Of course, Texas is a big state, and simply counting the numbers is not completely fair. It is more accurate to count the rates or percentages. CBS News reported that Texas drivers ranked 11th when they were asked whether they had driven while impaired. In short, determining rank and position in the dubious drunk driving sweepstakes depends entirely on how you measure it.
One bit of good news: The percentage of road fatalities caused by drunk driving in Texas appears to be declining. In 1982, for example, 66 percent of traffic fatalities were alcohol-related. In 2012, the number had declined to 44 percent. Of course, as noted above, how “alcohol-related” is defined and how the percentages are calculated vary. However, it is almost certainly safe to say that the percentage of alcohol-related traffic fatalities is going down.
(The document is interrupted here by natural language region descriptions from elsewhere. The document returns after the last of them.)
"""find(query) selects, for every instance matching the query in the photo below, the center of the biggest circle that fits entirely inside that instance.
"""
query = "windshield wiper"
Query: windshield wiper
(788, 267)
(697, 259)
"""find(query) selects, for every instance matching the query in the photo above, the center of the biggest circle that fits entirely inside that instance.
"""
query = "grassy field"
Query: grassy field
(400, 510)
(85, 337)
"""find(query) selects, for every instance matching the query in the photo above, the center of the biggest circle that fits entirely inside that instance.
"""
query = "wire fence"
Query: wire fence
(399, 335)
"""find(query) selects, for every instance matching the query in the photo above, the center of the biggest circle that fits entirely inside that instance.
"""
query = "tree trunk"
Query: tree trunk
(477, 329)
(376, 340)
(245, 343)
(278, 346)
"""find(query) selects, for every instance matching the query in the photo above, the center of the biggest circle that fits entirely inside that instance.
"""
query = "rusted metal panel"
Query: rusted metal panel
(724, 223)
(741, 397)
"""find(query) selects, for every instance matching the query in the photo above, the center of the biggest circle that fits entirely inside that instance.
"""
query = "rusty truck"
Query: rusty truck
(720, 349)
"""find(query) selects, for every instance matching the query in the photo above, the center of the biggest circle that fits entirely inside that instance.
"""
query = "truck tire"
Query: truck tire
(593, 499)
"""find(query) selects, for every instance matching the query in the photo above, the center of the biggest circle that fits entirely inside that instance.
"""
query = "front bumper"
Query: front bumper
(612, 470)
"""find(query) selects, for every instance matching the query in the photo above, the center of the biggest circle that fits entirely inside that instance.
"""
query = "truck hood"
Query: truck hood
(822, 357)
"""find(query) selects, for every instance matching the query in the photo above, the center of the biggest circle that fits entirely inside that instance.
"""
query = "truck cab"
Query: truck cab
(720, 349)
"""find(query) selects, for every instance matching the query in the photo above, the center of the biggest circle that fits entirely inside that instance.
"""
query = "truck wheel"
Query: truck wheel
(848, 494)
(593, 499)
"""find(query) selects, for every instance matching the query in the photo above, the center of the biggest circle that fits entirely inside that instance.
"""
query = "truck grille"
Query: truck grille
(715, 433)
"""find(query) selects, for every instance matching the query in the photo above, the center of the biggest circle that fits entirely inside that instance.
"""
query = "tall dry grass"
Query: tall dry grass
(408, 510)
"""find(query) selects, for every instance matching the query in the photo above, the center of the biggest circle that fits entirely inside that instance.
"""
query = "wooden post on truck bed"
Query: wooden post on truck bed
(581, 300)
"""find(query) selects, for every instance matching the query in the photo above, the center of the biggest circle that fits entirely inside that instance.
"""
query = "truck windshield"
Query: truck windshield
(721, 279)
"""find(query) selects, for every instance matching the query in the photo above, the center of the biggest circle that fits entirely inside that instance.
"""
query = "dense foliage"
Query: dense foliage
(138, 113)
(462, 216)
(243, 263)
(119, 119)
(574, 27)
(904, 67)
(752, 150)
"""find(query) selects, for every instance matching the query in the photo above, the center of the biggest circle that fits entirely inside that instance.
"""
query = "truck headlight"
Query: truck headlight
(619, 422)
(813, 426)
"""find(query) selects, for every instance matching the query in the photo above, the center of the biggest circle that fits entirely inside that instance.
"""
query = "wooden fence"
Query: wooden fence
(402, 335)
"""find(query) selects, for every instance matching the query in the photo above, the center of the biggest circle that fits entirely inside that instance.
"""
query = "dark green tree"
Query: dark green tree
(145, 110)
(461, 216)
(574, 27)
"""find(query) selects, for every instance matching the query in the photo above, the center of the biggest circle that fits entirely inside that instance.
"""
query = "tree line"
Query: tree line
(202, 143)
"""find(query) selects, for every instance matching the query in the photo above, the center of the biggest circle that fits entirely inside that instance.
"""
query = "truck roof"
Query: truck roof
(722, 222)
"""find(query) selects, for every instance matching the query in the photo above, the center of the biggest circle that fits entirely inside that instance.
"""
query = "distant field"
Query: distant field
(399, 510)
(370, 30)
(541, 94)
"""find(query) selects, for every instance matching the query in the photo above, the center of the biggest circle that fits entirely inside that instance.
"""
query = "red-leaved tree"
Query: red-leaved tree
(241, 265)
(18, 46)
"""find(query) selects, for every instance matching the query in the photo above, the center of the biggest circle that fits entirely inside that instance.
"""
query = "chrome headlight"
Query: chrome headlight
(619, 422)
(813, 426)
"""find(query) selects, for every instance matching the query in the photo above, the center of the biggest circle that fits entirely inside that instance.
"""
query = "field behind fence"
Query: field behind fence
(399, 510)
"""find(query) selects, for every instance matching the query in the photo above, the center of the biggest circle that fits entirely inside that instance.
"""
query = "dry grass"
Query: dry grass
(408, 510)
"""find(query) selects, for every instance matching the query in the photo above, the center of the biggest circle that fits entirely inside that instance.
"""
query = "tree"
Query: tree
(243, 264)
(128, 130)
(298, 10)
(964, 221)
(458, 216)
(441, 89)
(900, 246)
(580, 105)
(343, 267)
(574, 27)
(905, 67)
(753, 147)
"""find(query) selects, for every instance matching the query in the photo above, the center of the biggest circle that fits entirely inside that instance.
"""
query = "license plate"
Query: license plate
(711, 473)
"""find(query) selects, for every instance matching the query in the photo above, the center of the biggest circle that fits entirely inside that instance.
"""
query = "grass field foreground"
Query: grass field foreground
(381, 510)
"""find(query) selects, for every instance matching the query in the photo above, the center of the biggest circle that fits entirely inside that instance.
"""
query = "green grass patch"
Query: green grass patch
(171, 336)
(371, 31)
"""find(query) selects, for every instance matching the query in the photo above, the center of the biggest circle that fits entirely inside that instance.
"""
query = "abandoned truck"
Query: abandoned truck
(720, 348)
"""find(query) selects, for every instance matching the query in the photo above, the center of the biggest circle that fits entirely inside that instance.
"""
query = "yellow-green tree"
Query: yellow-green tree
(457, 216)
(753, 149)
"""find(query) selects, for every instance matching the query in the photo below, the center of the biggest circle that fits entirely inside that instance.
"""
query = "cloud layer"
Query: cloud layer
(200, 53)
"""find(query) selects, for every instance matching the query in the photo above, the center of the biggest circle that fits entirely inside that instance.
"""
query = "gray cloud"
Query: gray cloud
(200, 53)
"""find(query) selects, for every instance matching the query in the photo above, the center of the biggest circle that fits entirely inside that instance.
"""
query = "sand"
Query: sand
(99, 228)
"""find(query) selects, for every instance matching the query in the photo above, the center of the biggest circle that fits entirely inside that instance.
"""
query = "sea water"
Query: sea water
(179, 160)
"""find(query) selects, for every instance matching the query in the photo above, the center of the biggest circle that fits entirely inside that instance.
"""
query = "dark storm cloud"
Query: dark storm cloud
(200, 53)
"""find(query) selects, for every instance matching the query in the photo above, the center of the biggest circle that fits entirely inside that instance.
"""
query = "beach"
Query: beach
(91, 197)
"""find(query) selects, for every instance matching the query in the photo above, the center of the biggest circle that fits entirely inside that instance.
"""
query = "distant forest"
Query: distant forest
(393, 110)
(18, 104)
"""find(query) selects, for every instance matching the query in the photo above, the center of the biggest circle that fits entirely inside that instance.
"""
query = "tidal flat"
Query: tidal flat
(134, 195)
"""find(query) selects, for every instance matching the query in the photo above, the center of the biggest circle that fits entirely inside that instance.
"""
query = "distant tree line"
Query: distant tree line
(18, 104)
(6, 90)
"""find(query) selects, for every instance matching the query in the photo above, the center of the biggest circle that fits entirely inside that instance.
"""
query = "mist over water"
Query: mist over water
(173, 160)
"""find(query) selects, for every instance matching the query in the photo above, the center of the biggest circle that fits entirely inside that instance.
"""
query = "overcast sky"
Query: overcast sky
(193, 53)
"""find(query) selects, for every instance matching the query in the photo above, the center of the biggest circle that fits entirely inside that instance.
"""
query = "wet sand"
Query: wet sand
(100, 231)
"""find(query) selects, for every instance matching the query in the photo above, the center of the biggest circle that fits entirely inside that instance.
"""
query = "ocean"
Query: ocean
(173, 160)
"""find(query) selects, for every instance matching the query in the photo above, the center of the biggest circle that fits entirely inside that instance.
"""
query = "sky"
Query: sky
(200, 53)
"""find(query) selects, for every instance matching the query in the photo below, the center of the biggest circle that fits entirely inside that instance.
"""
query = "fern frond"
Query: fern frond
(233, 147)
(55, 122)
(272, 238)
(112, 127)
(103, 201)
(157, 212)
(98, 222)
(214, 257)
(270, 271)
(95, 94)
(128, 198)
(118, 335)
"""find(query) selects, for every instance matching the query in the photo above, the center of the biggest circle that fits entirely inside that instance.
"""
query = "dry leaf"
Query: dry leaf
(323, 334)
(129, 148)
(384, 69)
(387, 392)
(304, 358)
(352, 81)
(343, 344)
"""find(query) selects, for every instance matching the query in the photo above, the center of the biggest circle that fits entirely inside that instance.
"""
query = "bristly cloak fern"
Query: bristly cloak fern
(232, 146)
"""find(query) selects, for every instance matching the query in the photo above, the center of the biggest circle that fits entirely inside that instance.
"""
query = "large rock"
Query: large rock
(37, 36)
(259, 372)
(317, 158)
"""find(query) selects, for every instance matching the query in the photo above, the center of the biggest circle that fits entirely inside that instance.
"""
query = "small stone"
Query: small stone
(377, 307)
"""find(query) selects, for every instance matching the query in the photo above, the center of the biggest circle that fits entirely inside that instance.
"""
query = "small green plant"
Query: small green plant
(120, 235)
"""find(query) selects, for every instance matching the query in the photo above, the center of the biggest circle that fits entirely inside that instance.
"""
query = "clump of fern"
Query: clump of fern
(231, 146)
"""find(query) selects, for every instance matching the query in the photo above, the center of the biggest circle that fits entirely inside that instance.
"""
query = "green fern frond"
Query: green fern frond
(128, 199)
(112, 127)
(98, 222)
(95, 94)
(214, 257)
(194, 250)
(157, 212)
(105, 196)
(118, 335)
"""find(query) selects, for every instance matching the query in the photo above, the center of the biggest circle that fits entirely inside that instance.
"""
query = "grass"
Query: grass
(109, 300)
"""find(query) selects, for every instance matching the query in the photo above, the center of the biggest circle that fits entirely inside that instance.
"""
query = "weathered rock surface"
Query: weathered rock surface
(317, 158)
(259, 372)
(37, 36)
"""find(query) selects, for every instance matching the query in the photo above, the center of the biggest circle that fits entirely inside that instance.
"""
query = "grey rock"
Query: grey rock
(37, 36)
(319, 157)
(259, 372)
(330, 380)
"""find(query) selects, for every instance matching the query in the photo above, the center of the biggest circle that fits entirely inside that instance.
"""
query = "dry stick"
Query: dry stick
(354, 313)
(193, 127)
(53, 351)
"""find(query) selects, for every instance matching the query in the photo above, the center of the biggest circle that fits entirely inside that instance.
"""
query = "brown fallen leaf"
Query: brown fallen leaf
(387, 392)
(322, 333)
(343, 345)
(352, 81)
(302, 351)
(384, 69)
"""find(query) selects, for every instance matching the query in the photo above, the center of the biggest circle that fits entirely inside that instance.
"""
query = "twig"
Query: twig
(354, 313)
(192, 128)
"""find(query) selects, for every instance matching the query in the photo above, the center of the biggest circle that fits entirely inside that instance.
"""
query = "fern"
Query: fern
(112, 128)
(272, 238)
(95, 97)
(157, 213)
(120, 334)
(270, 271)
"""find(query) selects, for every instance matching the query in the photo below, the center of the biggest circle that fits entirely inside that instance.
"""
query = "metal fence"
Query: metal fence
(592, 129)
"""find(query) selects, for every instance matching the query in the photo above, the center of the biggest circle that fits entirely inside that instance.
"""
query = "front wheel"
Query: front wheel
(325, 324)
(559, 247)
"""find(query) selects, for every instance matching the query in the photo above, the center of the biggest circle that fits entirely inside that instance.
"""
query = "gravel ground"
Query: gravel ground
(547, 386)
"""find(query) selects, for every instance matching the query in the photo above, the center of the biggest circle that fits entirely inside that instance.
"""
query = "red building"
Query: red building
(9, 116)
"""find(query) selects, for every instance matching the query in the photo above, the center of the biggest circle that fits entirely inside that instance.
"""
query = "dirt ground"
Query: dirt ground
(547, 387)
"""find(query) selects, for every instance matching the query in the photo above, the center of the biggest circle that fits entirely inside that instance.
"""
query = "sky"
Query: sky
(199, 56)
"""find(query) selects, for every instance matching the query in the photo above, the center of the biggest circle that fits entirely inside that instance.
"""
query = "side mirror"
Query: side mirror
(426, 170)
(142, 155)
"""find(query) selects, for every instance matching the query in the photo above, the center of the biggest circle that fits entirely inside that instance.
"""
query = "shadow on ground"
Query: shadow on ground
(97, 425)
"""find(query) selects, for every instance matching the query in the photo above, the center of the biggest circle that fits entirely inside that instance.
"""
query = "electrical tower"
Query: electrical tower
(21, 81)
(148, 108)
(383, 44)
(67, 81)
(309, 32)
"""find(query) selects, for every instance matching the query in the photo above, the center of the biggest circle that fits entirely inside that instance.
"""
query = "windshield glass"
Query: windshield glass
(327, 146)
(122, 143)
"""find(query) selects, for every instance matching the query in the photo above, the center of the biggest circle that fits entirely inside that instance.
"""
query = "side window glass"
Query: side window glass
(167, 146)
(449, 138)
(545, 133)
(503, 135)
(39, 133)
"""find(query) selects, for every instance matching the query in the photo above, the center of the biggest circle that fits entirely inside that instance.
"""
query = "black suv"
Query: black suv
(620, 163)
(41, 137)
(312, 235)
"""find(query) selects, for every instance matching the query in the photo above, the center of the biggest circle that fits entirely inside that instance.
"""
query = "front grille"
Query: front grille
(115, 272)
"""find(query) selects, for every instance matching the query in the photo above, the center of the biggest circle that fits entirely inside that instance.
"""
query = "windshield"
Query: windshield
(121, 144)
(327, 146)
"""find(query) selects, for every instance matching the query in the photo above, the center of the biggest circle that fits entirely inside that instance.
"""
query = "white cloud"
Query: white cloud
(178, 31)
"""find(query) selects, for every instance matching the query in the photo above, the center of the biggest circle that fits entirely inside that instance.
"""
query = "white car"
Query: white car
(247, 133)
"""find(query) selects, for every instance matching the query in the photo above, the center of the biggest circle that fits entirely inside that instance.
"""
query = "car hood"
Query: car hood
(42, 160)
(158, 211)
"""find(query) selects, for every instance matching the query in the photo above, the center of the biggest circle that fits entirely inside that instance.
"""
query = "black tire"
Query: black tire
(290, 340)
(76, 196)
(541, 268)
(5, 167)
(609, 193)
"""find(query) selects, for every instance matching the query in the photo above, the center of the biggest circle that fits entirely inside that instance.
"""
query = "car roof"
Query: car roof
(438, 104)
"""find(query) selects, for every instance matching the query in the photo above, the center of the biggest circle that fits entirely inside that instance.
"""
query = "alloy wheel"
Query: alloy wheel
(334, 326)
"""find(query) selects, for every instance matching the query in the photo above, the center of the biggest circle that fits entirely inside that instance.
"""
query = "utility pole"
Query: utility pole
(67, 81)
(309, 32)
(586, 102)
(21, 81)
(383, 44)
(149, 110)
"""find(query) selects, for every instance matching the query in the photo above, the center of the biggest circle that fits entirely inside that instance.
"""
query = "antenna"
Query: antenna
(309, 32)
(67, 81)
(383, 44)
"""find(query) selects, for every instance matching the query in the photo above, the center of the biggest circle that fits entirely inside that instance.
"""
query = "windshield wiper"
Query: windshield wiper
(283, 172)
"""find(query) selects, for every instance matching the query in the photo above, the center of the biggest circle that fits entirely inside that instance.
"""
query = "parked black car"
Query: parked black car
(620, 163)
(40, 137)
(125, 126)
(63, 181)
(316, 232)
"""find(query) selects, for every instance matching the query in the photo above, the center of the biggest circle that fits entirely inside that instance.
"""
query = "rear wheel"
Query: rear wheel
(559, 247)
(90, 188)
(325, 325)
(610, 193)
On an individual level, this does not mean very much. If you or a friend or family member was seriously injured or killed in a drunk driving accident, the fact that this is happening less than before is little consolation. For example, the Houston Chronicle recently reported on an accident that killed the driver, who had been out drinking to celebrate his birthday, and seriously injured two of his four passengers.
Earlier in October, troopers reported that a man showing signs of intoxication at the scene hit a pickup truck after losing control of his vehicle, seriously injuring a father and son in the truck.
In August, a Harris County man subsequently charged with intoxication manslaughter killed another driver when he made a U-turn and was hit by an ongoing vehicle. The news story indicated that the charges might be increased because the man, who was not injured, was driving with his 4-year-old daughter unrestrained in the back seat.
Another contributing factor to fatal and serious traffic accidents is the number of people driving while taking drugs – both prescription and illegal. Less attention is paid to drivers who use pain pills and other powerful medications that can impair judgment and reaction time and then get in their cars and cause serious and fatal crashes. However, most authorities agree that the number of traffic crashes involving drugs is on the rise.
People can argue over the accuracy of the statistics and point out that drugs are just as dangerous as alcohol when it comes to driving. However, the bottom line is that people who use substances such as alcohol, legal narcotic medications and illegal drugs are significantly increasing the chances of seriously killing or injuring someone if they get behind the wheel.